Henri-Levi (wikipedia), in the footsteps of De Tocqueville, toured the United States in 2006 to write his book American Vertigo. As McLemee puts it, he penned a piece in ‘The Nation’ diagnosing the American left:
…as suffering from a sublime desolation. We were trapped in “a desert of sorts, a deafening silence, a cosmic ideological void.”
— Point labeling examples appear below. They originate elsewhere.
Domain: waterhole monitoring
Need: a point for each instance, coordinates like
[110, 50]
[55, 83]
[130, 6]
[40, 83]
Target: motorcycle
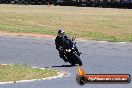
[70, 53]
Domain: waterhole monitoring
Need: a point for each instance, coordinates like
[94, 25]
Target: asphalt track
[97, 57]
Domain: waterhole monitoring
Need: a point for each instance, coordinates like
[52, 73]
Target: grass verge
[91, 23]
[24, 72]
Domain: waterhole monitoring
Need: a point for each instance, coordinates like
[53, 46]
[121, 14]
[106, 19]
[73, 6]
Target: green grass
[23, 72]
[91, 23]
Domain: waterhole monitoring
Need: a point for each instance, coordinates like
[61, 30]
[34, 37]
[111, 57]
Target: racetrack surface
[97, 57]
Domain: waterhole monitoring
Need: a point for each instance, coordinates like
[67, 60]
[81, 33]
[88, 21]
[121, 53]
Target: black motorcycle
[70, 53]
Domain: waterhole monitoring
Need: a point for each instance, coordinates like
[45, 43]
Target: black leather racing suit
[60, 44]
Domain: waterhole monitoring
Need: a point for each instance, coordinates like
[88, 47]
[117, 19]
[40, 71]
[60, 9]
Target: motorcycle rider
[60, 43]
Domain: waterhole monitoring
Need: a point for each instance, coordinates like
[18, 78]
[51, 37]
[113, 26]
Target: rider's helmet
[61, 33]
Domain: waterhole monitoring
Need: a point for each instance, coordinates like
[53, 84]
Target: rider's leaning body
[62, 43]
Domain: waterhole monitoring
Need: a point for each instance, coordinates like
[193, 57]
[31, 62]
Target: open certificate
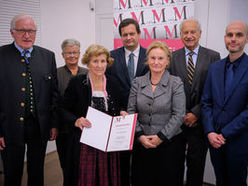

If only the American left were more like the European left, then Henri-Levy might have been more accurate! There are many differing philosophical, social, and cultural traditions between (and within) the Anglo, American and French traditions that Levy simply overlooked or hasn’t bothered to understand.
Not quite De Tocqueville.
Yet, to his credit, he has the potential to point out problems and confront issues with moral courage:
“…for one of the two very worst forces in the world, by Lévy’s account, is anti-Americanism. The other is anti-Semitism.”
They could be quite serious. And:
“…the future menaced by the prospect of barbarism. He is right to worry. But amid his soliloquies, he makes gestures of warning in the wrong direction.”
Barbarism seems like a threat to civilized society pretty much all the time, from within and without. So where does McLemee suggest Henri-Levy is headed?
“…the legacy of antitotalitarian radicalism. He treats it almost like a family heirloom. But he avoids embracing that tradition’s hostility to capitalism.”
Just a thought: Christopher Hitchens used to be a rabid Marxist, becoming pretty pro-capitalist, and is still pretty rabidly anti-religious.